ENGLISH INTRO
KAORUCO
Choreographer / Performance Artist
She has choreographed a large number of high-profile TV commercials, films and movies in Japan. Also organizing workshops, welcoming people with disabilities since 1996. All of her works are based on her original exercise method “Nature Vibration.”
Kaoruco has directed and performed at London and Edinburgh festival 2002, the Japan Festival in Hungary 2004, the international dance festivals in Korea (2014 the Disabled Culture & Art Festival, 2015 Chang-mu Int’l Dance Fes and 2016 KIADA), as well as many international and domestic stages. On some of these stages, she performed with artists with disabilities she developed.

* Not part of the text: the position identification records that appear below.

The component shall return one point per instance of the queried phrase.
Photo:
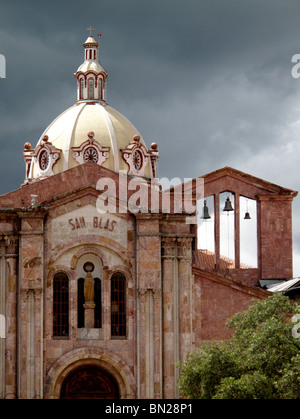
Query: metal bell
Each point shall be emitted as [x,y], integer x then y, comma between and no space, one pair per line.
[228,206]
[247,216]
[205,215]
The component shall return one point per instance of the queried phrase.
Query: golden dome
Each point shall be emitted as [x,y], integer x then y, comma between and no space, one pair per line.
[90,130]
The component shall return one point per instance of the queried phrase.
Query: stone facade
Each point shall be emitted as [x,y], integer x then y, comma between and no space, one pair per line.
[173,303]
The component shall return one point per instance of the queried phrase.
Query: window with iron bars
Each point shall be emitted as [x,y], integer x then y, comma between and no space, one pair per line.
[60,306]
[118,305]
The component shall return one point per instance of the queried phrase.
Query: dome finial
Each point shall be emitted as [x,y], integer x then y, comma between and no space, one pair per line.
[91,29]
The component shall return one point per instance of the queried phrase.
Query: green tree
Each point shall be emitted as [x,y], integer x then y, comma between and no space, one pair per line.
[260,361]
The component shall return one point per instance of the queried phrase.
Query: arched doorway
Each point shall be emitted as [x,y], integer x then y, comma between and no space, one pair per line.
[89,382]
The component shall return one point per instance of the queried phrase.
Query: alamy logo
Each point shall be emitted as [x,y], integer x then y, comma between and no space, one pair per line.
[2,67]
[2,326]
[296,328]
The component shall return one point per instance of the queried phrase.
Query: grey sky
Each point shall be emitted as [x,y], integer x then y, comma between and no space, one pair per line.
[208,80]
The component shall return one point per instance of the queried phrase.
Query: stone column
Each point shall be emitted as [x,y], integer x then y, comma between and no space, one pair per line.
[170,315]
[30,331]
[2,320]
[11,254]
[185,299]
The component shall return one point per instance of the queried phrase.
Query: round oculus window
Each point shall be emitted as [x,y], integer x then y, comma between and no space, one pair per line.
[90,154]
[137,160]
[44,160]
[88,267]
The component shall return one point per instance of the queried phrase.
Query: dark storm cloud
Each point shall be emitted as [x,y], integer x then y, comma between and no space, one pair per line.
[208,80]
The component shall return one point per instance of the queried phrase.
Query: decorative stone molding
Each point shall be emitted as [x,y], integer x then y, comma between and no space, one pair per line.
[91,150]
[90,356]
[45,156]
[136,156]
[154,154]
[184,247]
[11,244]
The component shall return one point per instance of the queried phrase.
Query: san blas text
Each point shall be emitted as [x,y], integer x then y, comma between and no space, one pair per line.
[97,222]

She also recorded two original songs in Germany in 2004 and released them in Japan. And in the summer semester of 2015, she taught her method as a part-time lecturer at the University of Tokyo.
Nature Vibration
Eager to communicate with people with severe disabilities, she came up with an idea to communicate with vibration of voice from the body. She started to explore nature and tried to resonate with waterfalls, rivers etc., using her voice surrounded by Nature. She feels inherent vibrations and sounds from every single thing (flowers, trees, rocks and water etc.). Each has a different vibration and amazingly harmonizes with another.
She transformed the sense of vibrations to mimic words and movements. This led her to create “Nature Vibration,” an accumulation of what she practiced and feedback from Nature, in which anyone can maximize one's potential for self-realization.
The method consists of various tasks, simple to use and easy to understand for all the people, and nurtures the ability to express oneself with one's natural gift, even if the use of just one finger.
Through voice expression, which is neither a language nor lines, and creation of space that resonates and connects the stage and its audience, the Nature Vibration is an unique artistic method for everyone to understand each other regardless of differences including disabilities, genders, races and nationalities.
Yuko Nakano, a researcher at the University of Tokyo, has studied this method as part of the artistic creation process and has presented it at conferences and in journals.